Effective Parenting

Posted on Wednesday, March 27 2019 in Queensville Lifestyle

Effective Parenting

Being a parent is hard. It’s simultaneously the most rewarding and thankless job on the planet. It’s a role we will have for the rest of our lives, and no matter what personal accomplishments we achieve in life, nothing else will ever be as important. If you’ve ever questioned your ability to perform effective parenting, we’re here to say that you are not alone. Here are a couple of common parenting experiences we all go through.

 

Am I too Strict or Easy Going?

This is a question we all ask ourselves at multiple points throughout our parenting experience. Part of being a parent is the constant sense of doubt and worry that you might be approaching discipline from the wrong angle. This stems from the overwhelming love we have for our children. We want to provide them with exactly the right circumstances in which they can thrive and be happy. Some of us feel that personal success will follow happiness, and others feel happiness will instead follow success. This consideration produces extremes of parents who feel they should never say “no” and other times it creates parents who are overly strict.

Like most things in life, what is usually required is moderation. Addressing bad behaviour with calm and understanding then directly reaffirming your relationship with your child using love and affection is almost always a good strategy. Don’t beat yourself up too much. Feeling guilty about your frustrated outbursts or occasionally letting bad behaviour slide can eat you up if you let it. Just forgive yourself and then apologize to your family. What’s more important is remaining strong and confident in your decisions so that you can always be the stalwart parent.

When in doubt just remember that parenting isn’t a dictatorship (for either side of the parent-child equation), it’s a constant balancing act of compromise and understanding.

 

Am I Making Mistakes at Every Turn?

Having the massively important responsibility of being a parent is a lot for anyone to bear on their shoulders. What hangs in the balance (it often feels like) is nothing less than the complete and total well-being and happiness of your child. Almost every parent feels as though their mistakes (and remember - to err is human), are doing irrevocable psychological damage to their child. The truth lies somewhere in the middle. No matter what you do, you will be the single largest influence on your child’s life. You are a fallible, vulnerable human being and you are going to make mistakes along the road of parenthood.

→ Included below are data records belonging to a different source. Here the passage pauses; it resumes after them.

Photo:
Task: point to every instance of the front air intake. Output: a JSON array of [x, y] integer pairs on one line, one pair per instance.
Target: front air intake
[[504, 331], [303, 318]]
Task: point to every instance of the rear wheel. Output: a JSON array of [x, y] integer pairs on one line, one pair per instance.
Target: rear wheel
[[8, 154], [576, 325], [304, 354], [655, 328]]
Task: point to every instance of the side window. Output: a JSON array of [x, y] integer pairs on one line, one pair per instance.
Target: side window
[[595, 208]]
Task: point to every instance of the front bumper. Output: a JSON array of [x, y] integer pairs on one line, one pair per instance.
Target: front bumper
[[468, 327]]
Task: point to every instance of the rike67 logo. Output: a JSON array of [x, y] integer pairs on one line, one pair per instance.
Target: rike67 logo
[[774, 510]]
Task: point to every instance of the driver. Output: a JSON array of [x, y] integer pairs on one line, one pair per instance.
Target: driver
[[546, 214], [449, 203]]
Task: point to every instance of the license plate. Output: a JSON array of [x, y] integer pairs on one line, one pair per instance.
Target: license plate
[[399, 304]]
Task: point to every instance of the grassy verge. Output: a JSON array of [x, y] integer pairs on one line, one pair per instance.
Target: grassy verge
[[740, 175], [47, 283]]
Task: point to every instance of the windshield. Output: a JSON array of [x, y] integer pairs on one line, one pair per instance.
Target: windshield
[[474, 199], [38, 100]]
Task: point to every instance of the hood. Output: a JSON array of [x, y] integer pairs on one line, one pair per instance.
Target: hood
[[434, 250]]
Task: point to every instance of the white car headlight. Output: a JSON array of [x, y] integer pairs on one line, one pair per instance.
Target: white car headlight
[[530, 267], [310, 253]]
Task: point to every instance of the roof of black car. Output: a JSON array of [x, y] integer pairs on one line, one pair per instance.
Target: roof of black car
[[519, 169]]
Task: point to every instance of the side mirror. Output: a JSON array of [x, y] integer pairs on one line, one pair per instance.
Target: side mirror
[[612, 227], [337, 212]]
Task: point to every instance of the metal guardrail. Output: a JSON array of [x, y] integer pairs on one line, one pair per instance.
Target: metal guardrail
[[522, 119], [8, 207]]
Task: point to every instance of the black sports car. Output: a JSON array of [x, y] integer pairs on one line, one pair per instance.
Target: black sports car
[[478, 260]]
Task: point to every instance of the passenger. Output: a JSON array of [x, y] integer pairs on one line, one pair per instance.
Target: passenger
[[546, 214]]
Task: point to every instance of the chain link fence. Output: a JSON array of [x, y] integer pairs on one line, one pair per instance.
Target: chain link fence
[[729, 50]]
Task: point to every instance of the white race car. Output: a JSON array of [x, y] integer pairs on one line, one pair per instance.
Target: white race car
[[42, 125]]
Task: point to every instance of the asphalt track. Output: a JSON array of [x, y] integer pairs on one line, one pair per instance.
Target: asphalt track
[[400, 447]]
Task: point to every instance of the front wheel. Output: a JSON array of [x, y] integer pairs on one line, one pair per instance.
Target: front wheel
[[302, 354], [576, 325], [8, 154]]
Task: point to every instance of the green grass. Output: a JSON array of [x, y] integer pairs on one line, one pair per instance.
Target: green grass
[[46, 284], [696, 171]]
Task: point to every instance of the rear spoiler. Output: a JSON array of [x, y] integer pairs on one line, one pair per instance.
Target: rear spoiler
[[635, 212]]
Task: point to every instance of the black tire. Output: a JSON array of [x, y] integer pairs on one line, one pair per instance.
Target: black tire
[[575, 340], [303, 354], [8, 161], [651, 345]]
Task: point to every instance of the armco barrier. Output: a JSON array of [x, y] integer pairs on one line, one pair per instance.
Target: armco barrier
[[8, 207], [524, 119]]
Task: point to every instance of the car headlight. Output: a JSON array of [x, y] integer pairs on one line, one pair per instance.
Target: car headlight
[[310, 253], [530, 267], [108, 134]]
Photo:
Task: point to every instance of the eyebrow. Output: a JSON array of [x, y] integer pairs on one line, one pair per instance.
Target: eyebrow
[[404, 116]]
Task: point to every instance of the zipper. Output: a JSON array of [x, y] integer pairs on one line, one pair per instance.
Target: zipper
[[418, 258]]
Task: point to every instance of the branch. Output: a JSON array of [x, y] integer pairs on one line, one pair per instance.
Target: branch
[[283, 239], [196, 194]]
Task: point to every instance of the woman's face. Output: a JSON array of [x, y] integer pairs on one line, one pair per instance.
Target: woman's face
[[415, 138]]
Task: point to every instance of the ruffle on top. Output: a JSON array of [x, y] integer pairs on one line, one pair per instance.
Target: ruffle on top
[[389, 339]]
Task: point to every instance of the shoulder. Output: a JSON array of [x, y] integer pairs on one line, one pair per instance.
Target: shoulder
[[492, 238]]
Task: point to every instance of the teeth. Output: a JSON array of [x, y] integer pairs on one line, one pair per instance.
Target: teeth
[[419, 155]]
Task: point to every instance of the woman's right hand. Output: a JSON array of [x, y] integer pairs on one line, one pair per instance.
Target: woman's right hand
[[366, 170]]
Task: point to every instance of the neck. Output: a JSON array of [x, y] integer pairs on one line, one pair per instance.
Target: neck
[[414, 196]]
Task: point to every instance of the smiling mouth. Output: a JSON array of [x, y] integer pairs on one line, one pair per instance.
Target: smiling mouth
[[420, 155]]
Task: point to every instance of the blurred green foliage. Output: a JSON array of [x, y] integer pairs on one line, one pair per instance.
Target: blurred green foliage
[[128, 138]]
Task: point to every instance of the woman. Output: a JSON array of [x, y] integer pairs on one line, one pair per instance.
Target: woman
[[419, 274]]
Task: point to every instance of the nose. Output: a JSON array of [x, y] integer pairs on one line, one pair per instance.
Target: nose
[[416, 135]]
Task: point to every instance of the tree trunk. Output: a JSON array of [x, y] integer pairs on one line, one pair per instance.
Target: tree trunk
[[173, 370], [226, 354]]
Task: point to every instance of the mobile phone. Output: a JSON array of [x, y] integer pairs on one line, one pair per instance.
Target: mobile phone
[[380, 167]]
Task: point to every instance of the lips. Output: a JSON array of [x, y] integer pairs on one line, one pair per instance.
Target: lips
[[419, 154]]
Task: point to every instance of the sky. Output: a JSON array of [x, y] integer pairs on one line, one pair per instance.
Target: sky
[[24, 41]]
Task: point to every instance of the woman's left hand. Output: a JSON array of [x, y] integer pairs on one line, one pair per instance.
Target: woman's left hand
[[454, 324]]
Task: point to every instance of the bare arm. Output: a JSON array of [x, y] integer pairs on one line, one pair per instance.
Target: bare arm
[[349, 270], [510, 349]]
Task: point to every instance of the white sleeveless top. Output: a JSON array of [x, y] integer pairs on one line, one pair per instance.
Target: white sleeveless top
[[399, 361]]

Think back to your own parents. It’s likely that your desire to make absolutely zero mistakes with your own kids stems from whatever influence your parents had on you. Sometimes this influence is mild, and sometimes it’s severe. We all have our own road to haul, and no two people’s experiences in life are the same. However, this desire we have to avoid the mistakes of our parents is a story as old as time. It’s impossible to avoid making mistakes. What you can have power over, instead, is examining your parenting with openness and honesty and admitting to when you have made a mistake.

There is no error that love and humility cannot overcome.

 

You are Not Alone

All of the anxieties and concerns you have over your parenting is completely normal. It’s to be expected when you consider how much we all love our kids. The more important something is to us, the more we desire to perform that role to perfection. Just remember that no one is perfect, mistakes will happen, and the challenges of parenting constantly evolve as your child grows. Some problems are forgotten as new ones crop up.

The most important thing you can do is perpetuate the virtues of kindness and compassion, and lead by example. Always look at yourself honestly and freely admit to yourself that you are capable of making mistakes. You might think that having to constantly improve yourself is an enormously taxing ordeal but just remember - that’s what your child does every day as they go through the very singular experience of growing up.